Commentary: Time, Democratic party may have passed Biden by

Timing is everything in politics. Any number of worthy, qualified politicians have failed to grab the golden ring simply because it wasn’t their “time.”

So the question is whether this is Joe Biden’s “time.” We suspect the answer is “no.” Not because our Joe isn’t worthy or qualified. But simply because his time has passed.

Reid K. Beveridge

For entirely understandable reasons, Joe didn’t run four years ago. It was too soon after Beau Biden had died at age 46 and family emotions were too raw. But in retrospect, also called 20-20 hindsight, it’s pretty clear that Biden would have been a far stronger candidate against Donald J. Trump than Hillary Clinton turned out to be.

It’s also pretty clear that Biden would have been a far stronger candidate in the Democratic Party primaries against U.S. Sen. Bernie Sanders of Vermont. Sanders, it should be noted from time to time, isn’t even a Democrat. He runs in the independent ticket in Vermont:. He’s only a Democrat when he wants to run for president.

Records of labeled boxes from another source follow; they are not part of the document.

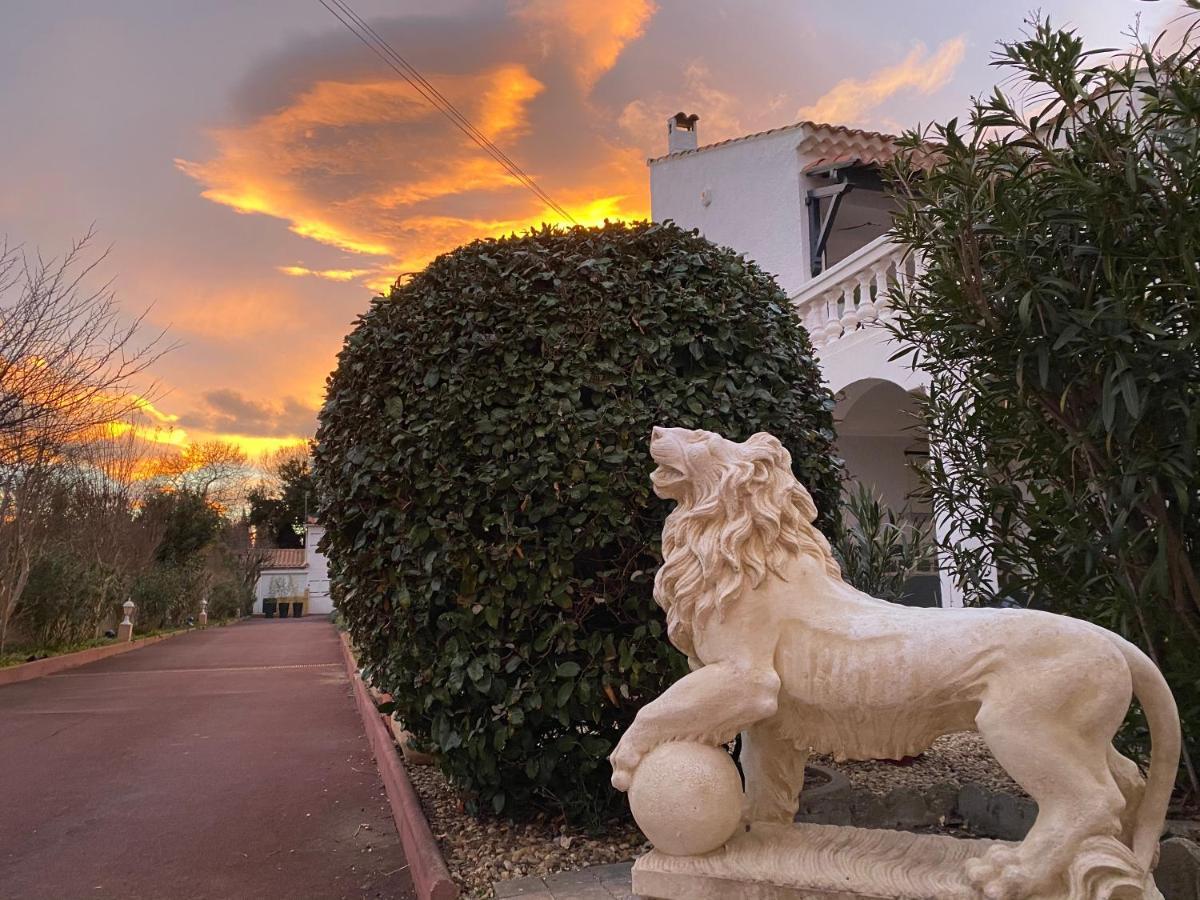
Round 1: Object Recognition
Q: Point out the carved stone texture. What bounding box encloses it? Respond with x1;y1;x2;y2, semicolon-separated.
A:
610;428;1180;900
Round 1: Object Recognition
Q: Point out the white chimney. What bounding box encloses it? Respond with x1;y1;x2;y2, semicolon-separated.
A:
667;113;700;154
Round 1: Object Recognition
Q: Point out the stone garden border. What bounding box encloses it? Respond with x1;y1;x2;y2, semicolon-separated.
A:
0;631;186;685
338;631;458;900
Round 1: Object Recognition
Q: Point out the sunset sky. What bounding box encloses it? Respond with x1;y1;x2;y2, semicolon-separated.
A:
0;0;1177;454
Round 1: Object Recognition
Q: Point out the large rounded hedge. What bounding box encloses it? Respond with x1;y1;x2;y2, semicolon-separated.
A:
314;223;839;821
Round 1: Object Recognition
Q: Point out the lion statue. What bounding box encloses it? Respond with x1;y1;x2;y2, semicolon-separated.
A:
610;428;1181;900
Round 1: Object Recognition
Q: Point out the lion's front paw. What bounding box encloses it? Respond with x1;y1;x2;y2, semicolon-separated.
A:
608;733;646;791
966;846;1033;900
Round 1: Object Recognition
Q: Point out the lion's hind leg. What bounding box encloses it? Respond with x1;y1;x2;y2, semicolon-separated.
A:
739;722;809;824
967;672;1139;900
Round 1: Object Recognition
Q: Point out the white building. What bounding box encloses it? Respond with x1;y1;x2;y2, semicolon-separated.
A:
649;113;961;606
253;521;334;618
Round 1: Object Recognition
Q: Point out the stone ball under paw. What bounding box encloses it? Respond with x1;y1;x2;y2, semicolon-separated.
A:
629;742;742;857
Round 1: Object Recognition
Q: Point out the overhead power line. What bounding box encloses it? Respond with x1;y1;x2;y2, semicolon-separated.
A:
317;0;578;224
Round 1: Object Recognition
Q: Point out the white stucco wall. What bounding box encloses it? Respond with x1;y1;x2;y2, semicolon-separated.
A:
304;524;334;614
253;569;307;616
650;131;809;293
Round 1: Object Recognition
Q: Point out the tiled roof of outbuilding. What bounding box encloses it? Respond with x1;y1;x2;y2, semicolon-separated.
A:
647;120;898;166
263;547;305;569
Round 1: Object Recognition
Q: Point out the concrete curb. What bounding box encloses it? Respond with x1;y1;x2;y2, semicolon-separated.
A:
0;631;186;685
338;632;458;900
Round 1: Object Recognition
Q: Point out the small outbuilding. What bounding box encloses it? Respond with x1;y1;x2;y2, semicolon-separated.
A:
253;521;334;618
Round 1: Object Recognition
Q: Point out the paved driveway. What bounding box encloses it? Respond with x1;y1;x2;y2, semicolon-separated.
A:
0;617;413;900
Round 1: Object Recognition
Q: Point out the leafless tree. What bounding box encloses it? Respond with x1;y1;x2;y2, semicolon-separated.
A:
0;232;172;649
155;440;251;512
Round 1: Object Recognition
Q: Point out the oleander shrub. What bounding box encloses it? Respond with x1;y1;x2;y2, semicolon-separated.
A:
314;223;840;821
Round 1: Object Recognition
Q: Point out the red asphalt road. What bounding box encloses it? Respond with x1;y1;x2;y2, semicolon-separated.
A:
0;617;413;900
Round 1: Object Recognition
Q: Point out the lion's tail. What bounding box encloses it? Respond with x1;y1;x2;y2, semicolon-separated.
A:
1109;632;1181;872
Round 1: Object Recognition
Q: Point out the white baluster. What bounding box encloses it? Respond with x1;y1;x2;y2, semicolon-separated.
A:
804;296;824;349
823;288;846;343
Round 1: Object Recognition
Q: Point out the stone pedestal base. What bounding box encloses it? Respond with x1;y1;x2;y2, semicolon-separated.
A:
634;824;996;900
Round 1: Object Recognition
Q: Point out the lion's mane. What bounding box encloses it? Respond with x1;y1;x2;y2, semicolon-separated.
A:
654;433;841;656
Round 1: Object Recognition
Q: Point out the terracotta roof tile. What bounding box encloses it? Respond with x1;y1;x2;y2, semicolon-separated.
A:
263;547;305;569
647;120;899;164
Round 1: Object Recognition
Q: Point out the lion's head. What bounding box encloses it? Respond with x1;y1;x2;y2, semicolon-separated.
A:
650;428;841;655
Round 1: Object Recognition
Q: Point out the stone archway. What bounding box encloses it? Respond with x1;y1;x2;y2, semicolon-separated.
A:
834;378;941;606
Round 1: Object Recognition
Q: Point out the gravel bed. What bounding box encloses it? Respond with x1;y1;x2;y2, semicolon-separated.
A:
408;766;649;900
812;731;1026;797
407;732;1025;900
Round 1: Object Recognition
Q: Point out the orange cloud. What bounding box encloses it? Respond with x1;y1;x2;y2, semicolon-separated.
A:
175;65;542;257
512;0;658;88
277;265;372;281
176;30;653;290
797;36;966;125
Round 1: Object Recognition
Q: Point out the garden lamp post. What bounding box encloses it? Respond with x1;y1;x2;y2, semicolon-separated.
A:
116;600;133;641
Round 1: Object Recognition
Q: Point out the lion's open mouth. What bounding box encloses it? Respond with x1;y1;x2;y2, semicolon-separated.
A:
650;462;688;487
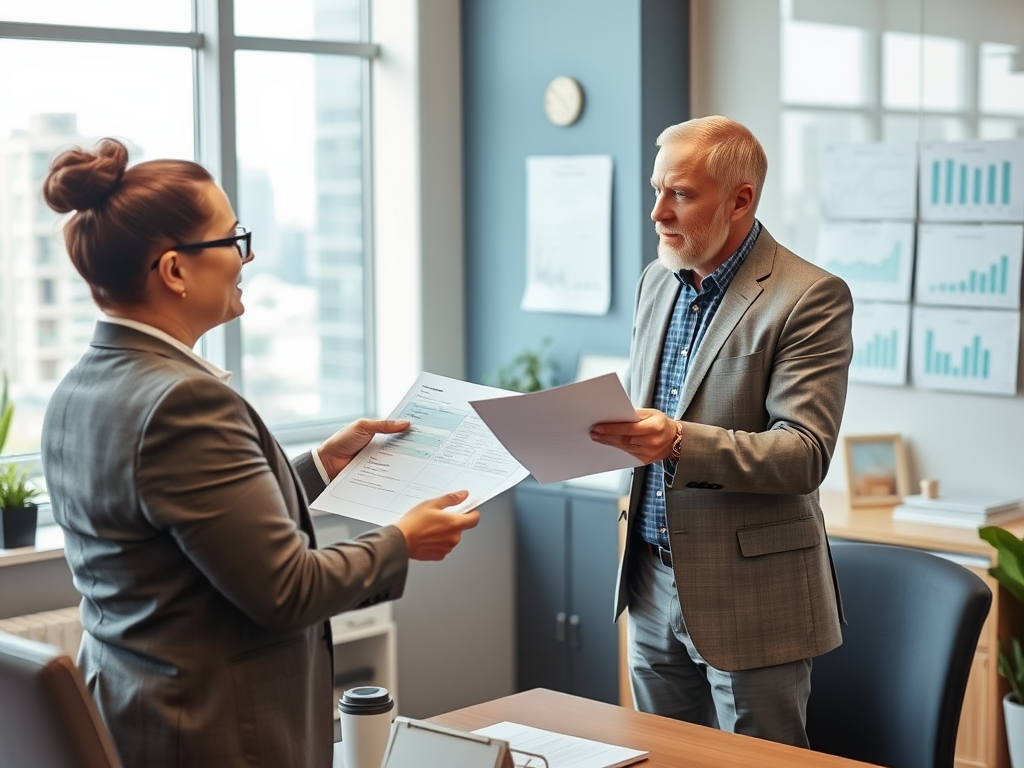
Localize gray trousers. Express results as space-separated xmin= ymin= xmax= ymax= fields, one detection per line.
xmin=628 ymin=547 xmax=811 ymax=748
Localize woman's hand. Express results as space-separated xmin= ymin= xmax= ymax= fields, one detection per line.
xmin=316 ymin=419 xmax=410 ymax=480
xmin=395 ymin=490 xmax=480 ymax=560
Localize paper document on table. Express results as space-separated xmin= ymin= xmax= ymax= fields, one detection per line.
xmin=473 ymin=722 xmax=648 ymax=768
xmin=470 ymin=374 xmax=643 ymax=483
xmin=309 ymin=373 xmax=528 ymax=525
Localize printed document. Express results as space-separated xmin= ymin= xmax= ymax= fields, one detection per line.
xmin=471 ymin=374 xmax=643 ymax=483
xmin=309 ymin=373 xmax=528 ymax=525
xmin=473 ymin=722 xmax=648 ymax=768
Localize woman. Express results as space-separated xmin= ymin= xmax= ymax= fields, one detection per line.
xmin=36 ymin=139 xmax=479 ymax=768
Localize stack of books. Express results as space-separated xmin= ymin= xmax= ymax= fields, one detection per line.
xmin=893 ymin=494 xmax=1024 ymax=528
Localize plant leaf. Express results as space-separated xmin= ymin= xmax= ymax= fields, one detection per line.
xmin=978 ymin=525 xmax=1024 ymax=604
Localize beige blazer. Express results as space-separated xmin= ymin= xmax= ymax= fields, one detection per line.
xmin=615 ymin=230 xmax=853 ymax=671
xmin=42 ymin=323 xmax=409 ymax=768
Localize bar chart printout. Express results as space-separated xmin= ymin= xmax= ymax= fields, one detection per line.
xmin=815 ymin=221 xmax=914 ymax=302
xmin=818 ymin=141 xmax=918 ymax=221
xmin=850 ymin=301 xmax=910 ymax=385
xmin=919 ymin=139 xmax=1024 ymax=221
xmin=914 ymin=224 xmax=1024 ymax=309
xmin=911 ymin=306 xmax=1021 ymax=395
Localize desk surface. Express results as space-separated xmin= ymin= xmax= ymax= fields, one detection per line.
xmin=430 ymin=688 xmax=867 ymax=768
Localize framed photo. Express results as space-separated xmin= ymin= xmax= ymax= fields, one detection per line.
xmin=844 ymin=434 xmax=907 ymax=507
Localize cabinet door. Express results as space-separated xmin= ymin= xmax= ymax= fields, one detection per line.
xmin=567 ymin=497 xmax=618 ymax=703
xmin=515 ymin=485 xmax=568 ymax=692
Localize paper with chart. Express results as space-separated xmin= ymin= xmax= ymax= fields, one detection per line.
xmin=471 ymin=374 xmax=643 ymax=483
xmin=309 ymin=373 xmax=529 ymax=525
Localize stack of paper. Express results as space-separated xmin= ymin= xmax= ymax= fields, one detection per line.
xmin=893 ymin=494 xmax=1024 ymax=528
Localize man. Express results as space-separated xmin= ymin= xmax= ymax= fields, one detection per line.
xmin=592 ymin=117 xmax=853 ymax=746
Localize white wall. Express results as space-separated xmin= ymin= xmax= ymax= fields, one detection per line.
xmin=692 ymin=0 xmax=1024 ymax=496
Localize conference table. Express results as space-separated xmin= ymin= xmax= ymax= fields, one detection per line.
xmin=429 ymin=688 xmax=868 ymax=768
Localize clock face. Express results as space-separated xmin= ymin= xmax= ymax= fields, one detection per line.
xmin=544 ymin=75 xmax=583 ymax=126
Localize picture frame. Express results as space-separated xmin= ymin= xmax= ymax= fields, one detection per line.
xmin=843 ymin=434 xmax=907 ymax=507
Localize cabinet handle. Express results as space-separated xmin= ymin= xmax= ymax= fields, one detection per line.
xmin=555 ymin=611 xmax=565 ymax=643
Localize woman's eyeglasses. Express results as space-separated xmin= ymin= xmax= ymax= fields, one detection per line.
xmin=150 ymin=226 xmax=253 ymax=271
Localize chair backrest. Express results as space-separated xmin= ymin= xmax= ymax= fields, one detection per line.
xmin=0 ymin=632 xmax=121 ymax=768
xmin=807 ymin=542 xmax=992 ymax=768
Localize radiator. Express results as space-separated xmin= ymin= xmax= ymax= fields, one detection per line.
xmin=0 ymin=605 xmax=82 ymax=660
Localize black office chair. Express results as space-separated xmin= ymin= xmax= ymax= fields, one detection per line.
xmin=0 ymin=632 xmax=121 ymax=768
xmin=807 ymin=542 xmax=992 ymax=768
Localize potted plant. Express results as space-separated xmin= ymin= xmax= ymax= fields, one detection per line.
xmin=492 ymin=336 xmax=556 ymax=392
xmin=978 ymin=525 xmax=1024 ymax=768
xmin=0 ymin=373 xmax=39 ymax=549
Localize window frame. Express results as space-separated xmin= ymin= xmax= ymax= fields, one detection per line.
xmin=0 ymin=0 xmax=381 ymax=514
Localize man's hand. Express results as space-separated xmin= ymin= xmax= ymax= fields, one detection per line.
xmin=316 ymin=419 xmax=410 ymax=480
xmin=395 ymin=490 xmax=480 ymax=560
xmin=590 ymin=408 xmax=679 ymax=464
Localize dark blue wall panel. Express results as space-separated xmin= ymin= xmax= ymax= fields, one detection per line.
xmin=462 ymin=0 xmax=688 ymax=382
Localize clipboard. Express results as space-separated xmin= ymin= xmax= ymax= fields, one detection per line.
xmin=381 ymin=715 xmax=515 ymax=768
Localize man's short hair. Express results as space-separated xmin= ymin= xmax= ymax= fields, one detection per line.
xmin=657 ymin=115 xmax=768 ymax=211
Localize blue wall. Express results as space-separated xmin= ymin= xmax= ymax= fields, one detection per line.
xmin=462 ymin=0 xmax=688 ymax=383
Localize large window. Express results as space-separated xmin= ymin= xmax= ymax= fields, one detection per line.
xmin=0 ymin=0 xmax=376 ymax=473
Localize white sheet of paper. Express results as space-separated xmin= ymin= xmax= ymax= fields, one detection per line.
xmin=309 ymin=373 xmax=528 ymax=525
xmin=470 ymin=374 xmax=643 ymax=483
xmin=520 ymin=155 xmax=611 ymax=314
xmin=472 ymin=721 xmax=648 ymax=768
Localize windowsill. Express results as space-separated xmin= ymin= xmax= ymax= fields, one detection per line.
xmin=0 ymin=523 xmax=63 ymax=568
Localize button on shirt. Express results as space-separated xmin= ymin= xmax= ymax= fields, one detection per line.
xmin=637 ymin=219 xmax=761 ymax=549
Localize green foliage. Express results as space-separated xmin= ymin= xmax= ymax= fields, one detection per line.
xmin=0 ymin=372 xmax=39 ymax=509
xmin=978 ymin=525 xmax=1024 ymax=703
xmin=0 ymin=371 xmax=14 ymax=456
xmin=0 ymin=464 xmax=39 ymax=509
xmin=489 ymin=336 xmax=557 ymax=392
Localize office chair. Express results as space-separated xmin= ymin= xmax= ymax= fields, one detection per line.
xmin=807 ymin=542 xmax=992 ymax=768
xmin=0 ymin=632 xmax=121 ymax=768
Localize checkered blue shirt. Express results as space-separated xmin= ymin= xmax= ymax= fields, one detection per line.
xmin=637 ymin=219 xmax=761 ymax=549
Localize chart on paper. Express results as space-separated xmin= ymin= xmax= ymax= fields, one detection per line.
xmin=310 ymin=374 xmax=527 ymax=525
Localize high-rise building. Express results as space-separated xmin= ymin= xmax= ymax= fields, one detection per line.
xmin=0 ymin=114 xmax=99 ymax=451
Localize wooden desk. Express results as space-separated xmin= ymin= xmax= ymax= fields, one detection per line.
xmin=821 ymin=490 xmax=1024 ymax=768
xmin=430 ymin=688 xmax=868 ymax=768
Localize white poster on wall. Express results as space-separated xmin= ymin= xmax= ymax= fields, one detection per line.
xmin=815 ymin=221 xmax=913 ymax=302
xmin=820 ymin=141 xmax=918 ymax=221
xmin=520 ymin=155 xmax=611 ymax=314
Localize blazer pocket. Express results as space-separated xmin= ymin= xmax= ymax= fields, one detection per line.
xmin=736 ymin=517 xmax=821 ymax=557
xmin=711 ymin=349 xmax=764 ymax=376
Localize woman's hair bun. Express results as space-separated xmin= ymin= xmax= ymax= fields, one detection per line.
xmin=43 ymin=138 xmax=128 ymax=213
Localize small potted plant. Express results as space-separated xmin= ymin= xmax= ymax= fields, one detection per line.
xmin=0 ymin=373 xmax=39 ymax=549
xmin=492 ymin=336 xmax=556 ymax=392
xmin=978 ymin=525 xmax=1024 ymax=768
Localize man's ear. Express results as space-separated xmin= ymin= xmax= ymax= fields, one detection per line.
xmin=730 ymin=183 xmax=754 ymax=221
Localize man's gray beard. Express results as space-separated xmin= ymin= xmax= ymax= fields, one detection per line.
xmin=657 ymin=243 xmax=693 ymax=272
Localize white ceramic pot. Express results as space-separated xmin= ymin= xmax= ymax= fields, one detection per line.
xmin=1002 ymin=693 xmax=1024 ymax=768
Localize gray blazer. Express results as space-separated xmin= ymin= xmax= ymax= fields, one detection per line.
xmin=615 ymin=230 xmax=853 ymax=671
xmin=42 ymin=323 xmax=409 ymax=768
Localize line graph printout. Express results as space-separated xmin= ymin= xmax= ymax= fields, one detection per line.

Biden becomes the 21st candidate in the 2020 Democratic sweepstakes. It’s almost impossible to name them all. Biden will be the most moderate of the 21, which is an interesting position. When, one might ask, has anyone ever considered our Joe Biden a moderate? Never, I’ll bet. He’s always been a true-blue liberal.

But not in comparison with some of this year’s wannabes. Sanders wants Medicare for All, which would quadruple the federal budget. U.S. Sen. Elizabeth Warren of Massachusetts wants to cancel all student-loan debt and raise taxes on the rich to pay for it.

South Bend Mayor Pete Buttegieg wants to blame Vice President Mike Pence for something Pence never said. In fact, Pence said that when he — Pence — was governor of Indiana, he got along well with Mayor Pete.

In fact, the Democratic presidential field is a regular rainbow of ethnicities. You have a black candidate: U.S. Sen. Cory Booker of New Jersey. Sen Kamala Harris of California is half Jamaican and half Indian as in India. Julian Castro of San Antonio is obviously Latino. Sen. Warren’s worst day of campaigning was when she tried to back up her claim to be Native American with DNA evidence that showed somewhere between 1/750th and 1/1004th native blood. Oops.

And of course, Mayor Pete is gay.

Against this array are three old white guys. Sanders would be in his mid-80s at the end of his first term if elected, nearly 90 at the end of a second term. Biden is a year younger. President Trump is a bit younger yet. And don’t forget that Mrs. Clinton is 71.

How difficult, it seems for even the younger Democrats to break the Baby Boomers’ hold on the top leadership. Biden and Sanders lead all the polls, although this may have more to do with name recognition than where anything will stand after the Iowa caucuses and the New Hampshire primary in early 2020. Or, as some wit pointed out, Mayor Pete was in kindergarten the first time Biden ran for president, which was in 1988.

That was the year Biden was blown out of the race on allegations of plagiarism when it was shown he had lifted a paragraph in his campaign speech from something a British Labour politician had said. Ooops.

He didn’t do much better 20 years later when Barak Obama became the juggernaut. That also was the year when Hillary Clinton was the “anointed one,” as she was two years ago.

Speaking of Mrs. Clinton, she’s back to the same old trope that the reason she lost to President Trump was because of the Russians. This despite the fact that Special Counsel Robert Mueller’s report says the exact opposite. True, the Russians tried. But neither Mueller nor the Department of Justice could say that changed a single vote.

How interesting it is that Mrs. Clinton has so little self-awareness that now, more than two years after her loss, she still can’t understand why she lost. This isn’t to say it doesn’t still hurt. But most people who rise to her level of accomplishment understand themselves well enough to know their strengths and weaknesses.

The fact was Mrs. Clinton was a lousy candidate. She offered scant vision or rationale on why she should be elected. In the end, there wasn’t much more than “vote against Trump.”

Joe Biden should ponder that lesson this year. Why does he want to be president? It needs to be more than he’s nicer than Donald Trump.

Reid Beveridge has covered politics in Texas, Iowa, Wisconsin, Delaware and Washington, D.C. He is now retired at Broadkill Beach.